The conclusion of the Kony 2012 video presents the fact that Obama sent 100 American military advisors to Uganda to locate and capture Kony with the assistance of the Ugandan Army. Using the most basic research, it becomes clear that this action was not a direct response to the Invisible Children campaign as it appeared to be in the video. ForeignAffairs.com pointed out that the military advisers may have been sent as a reward for Ugandan assistance in Somalia years earlier. Globalresearch.ca put another exciting spin on the tale of Kony 2012's claim, that advisers were sent in connection to the "discovery of the largest onshore oil reserves in the Lake Albert region of Uganda in July 2009," and, "coming at the exact same time as accusations that some of the highest officials in the Ugandan government were guilty of accepting bribes from international oil companies, only further confirmed that the deployment had less to do with Kony, an elusive figure who in fact left Uganda six years ago, and more to do with the securing of American oil interests."

Kony is possibly no longer residing in Uganda, a fact the video that made him famous mentions, and the narrator and director Jason Russell himself attempts to take credit for, saying that Kony is on run now that he knows he has become a household name.
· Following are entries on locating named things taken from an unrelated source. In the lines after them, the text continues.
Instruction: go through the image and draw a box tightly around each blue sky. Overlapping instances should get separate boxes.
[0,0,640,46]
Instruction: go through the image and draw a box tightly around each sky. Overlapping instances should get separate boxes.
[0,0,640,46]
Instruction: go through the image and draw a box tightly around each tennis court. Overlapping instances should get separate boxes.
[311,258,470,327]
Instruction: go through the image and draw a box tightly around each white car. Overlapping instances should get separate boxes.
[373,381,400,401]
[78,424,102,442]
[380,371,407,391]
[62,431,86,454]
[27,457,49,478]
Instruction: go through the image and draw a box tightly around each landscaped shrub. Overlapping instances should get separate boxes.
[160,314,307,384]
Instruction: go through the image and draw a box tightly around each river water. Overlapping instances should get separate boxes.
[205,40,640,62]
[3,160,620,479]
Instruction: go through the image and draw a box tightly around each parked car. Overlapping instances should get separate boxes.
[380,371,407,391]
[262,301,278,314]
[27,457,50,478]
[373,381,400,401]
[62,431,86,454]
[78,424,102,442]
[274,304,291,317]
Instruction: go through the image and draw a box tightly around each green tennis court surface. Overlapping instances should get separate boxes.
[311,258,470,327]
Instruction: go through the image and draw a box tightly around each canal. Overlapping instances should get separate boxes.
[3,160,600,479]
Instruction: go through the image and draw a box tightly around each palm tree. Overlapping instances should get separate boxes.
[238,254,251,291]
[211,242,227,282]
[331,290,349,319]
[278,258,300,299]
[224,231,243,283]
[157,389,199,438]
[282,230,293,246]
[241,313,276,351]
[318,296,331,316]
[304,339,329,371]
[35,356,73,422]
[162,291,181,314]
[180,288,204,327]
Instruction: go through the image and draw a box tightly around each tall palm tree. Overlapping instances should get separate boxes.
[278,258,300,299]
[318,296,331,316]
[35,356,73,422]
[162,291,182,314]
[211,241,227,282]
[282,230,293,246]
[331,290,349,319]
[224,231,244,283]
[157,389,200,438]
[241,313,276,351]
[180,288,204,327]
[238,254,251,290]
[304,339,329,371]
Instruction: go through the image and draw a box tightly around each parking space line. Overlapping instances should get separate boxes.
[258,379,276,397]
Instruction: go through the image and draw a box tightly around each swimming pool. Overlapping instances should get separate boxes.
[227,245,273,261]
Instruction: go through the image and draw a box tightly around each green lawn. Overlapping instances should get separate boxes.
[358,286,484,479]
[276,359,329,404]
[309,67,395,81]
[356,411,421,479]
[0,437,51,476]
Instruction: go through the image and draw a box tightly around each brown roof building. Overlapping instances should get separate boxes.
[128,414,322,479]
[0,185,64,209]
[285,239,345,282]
However, multiple sources, including Gen. Carter Ham, the head of U.S. Africa Command, say that Kony hasn't been in Uganda for the last six years.

Amama Mbabazi, the Ugandan prime minister, has launched an online response video which is available on YouTube, seeking to correct the "false impression" that Uganda is still in conflict. Mbabazi clearly said that he wanted to correct the "well intentioned" (Kony 2012) video, pointing out that "Joseph Kony is not in Uganda", and that the country is "not in conflict".

What Kony has done to the people of Africa is atrocious, and he should be brought to justice. But this is nothing new. Kony and LRA were destroying lives long before the video Kony 2012's release. I agree with an African blogger named Musa Okwonga, who blogged about the video on independent.co.uk, said that, "About ten minutes into the video, the narrator asks his young son who "the bad guy" in Uganda is; when his young son hesitates, he informs him that Joseph Kony is the bad guy. In a sense, he let Kony off lightly: he is a monster. But what the narrator also failed to do was mention to his son that when a bad guy like Kony is running riot for years on end, raping and slashing and seizing and shooting, then there is most likely another host of bad guys out there letting him get on with it. He probably should have told him that, too."